Sumo Logic drops cloak, picks up cash to take on Splunk

Sumo Logic emerged from the shadows Tuesday with $ 15 million in Series B funding from Sutter Hill Ventures, Greylock Partners and Shlomo Kramer bringing its total to $ 20.5 million since its founding in April, 2010. Greylock and Kramer also participated in the Series A round.

The company, founded by Arcsight veterans Kumar Saurabh and Christian Beedgen, aims to bring log monitoring and analytics to cloud computing environments via a software-as-a-service model. In that arena, Sumo Logic is bound to face off against Splunk, which filed for a $ 125 million IPO two weeks ago, as well as Loggly, a company that spun out of Splunk (see disclosure.)

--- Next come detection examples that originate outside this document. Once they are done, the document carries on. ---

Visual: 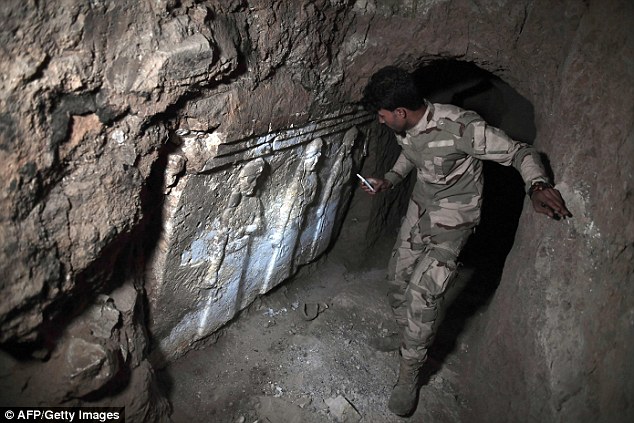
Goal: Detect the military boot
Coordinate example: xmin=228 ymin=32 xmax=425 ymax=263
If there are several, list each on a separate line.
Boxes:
xmin=387 ymin=357 xmax=423 ymax=417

Computer logs —  and other machine data — are an important component of the big data phenomenon. This machine data, if collected, analyzed and searched — provides important insights into how systems and applications are working (or not) and can pinpoint bottlenecks, server errors, and other glitches before they get out of hand.

“As infrastructure gets more complex, there are not only more systems and more heterogeneous systems but not everything sits in the customer data center anymore,” said Beedgen, who is also Sumo Logic’s chief architect and director of engineering. That means on-premises logging systems — which he contended are expensive to maintain and upgrade — are on their way out.

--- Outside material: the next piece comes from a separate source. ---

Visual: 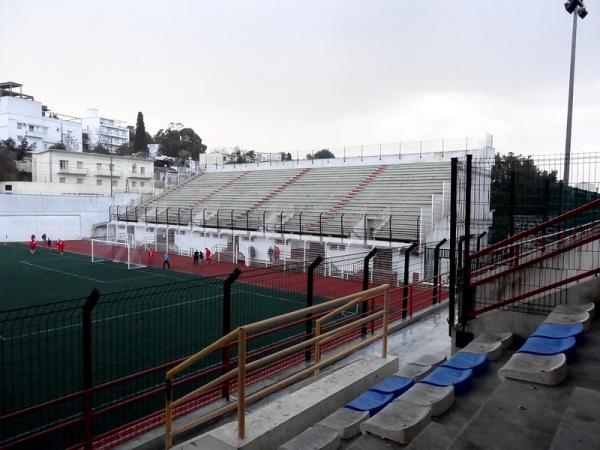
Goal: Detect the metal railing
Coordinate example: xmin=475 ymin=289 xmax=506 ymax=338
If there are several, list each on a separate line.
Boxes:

“The idea of sitting in a data center with a nice perimeter around it and just listening to what’s happening there isn’t going to cut it anymore,” Beedgen said in an interview Monday. The trick is to see out into a customer’s computing infrastructure regardless of where it is running. Once those logs can be viewed and monitored, forensics can be applied to pinpoint and trace security threats or other problems.

The service has been in use by select customers including Roblox and Ooyala, for a few months. Roblox, the online gaming company, integrates Sumo’s service into the Amazon Machine Images (AMIs) it uses to run its business. These “instrumented” AMIs give Roblox visibility into its Amazon infrastructure, Beedgen said.

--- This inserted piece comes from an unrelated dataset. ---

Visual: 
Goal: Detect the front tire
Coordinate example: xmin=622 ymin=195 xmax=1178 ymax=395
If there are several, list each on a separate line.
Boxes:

The ability for companies to have a window into their compute infrastructure, wherever that is, will only get more important as more workloads move out of the customer’s own data centers and into the cloud. For more on this big data phenomenon, be sure to check out GigaOM’s Structure: Data Conference in New York City March 21 and 22.

Disclosure: Loggly is backed by True Ventures, a venture capital firm that is an investor in the parent company of this blog, Giga Omni Media. Om Malik, founder of Giga Omni Media, is also a venture partner at True.